Building Bolivia: constructing child-friendly cities

Building Bolivia: creating child-friendly cities

 

Experiencing the reality of children's lives in Bolivia can be very confronting. Many children in the most disadvantaged communities and rural villages attend school for only a few hours each day and spend much of their spare time helping to support their families by minding siblings, working in small family businesses or completing domestic chores inside or outside the home — and home is usually a small, cramped house with no privacy. When there is time for play, the environments the children go to are often polluted and unsafe, on unstable cliff faces at risk of land or mud slides.

This year, Karen Malone, Professor of Education in the School of Education, commenced project work to create much-needed child-friendly cities in this Latin American country. Karen's work aims to support UNICEF and local municipalities in designing research projects to explore children's experiences of growing up in some of the most challenging districts within the capital city of La Paz. The projects will use qualitative research techniques such as hands-on field workshops, which have not been done in this area before.

Around 40 per cent of Bolivia's population is under 18 years old. "This research is important because little or no research has been conducted in the country about the quality of children's lives nor has there been engagement with children about their own desires and dreams for the future," says Karen. "There is an enormous silence that the research can begin to fill. Bolivia is one of the poorest yet culturally rich countries in Latin America and little or no research has been done with children and their families on how this is impacting their lives."

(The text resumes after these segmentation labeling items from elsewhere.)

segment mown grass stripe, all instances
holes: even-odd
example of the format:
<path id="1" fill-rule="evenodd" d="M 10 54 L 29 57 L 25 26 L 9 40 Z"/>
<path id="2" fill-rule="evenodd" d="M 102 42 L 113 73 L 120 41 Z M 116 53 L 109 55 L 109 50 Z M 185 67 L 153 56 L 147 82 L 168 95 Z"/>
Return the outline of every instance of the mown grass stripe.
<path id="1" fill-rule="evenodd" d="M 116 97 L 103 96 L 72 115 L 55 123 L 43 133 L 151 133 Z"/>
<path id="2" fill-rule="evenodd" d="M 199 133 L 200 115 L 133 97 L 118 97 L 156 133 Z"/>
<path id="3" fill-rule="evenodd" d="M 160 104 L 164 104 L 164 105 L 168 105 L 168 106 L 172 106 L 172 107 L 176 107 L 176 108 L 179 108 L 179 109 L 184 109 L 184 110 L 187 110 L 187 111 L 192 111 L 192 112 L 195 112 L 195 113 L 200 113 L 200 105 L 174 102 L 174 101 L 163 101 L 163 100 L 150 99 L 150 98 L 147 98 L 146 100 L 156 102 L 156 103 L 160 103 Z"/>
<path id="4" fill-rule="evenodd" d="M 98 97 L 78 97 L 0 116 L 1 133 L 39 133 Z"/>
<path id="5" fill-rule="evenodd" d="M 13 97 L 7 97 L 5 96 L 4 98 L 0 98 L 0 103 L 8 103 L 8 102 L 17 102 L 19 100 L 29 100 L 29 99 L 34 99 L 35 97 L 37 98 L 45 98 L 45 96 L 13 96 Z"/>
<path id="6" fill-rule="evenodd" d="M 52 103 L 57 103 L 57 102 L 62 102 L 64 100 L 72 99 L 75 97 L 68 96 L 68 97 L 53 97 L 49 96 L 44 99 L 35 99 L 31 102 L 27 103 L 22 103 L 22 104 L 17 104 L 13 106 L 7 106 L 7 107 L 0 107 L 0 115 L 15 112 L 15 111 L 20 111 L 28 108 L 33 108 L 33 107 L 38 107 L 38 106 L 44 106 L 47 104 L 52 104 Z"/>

Once the information has been collected, it will be used to inform policy at the Municipal level and national level. "It will support policy makers to develop long and short action plans and strategies that provide the pathways to move forward to improve the lives of children and to implement key principles within the Convention on children's rights."
In providing the impetus to build child-friendly cities and communities, the project aims to improve the lives of children by recognising their rights and transforming their communities.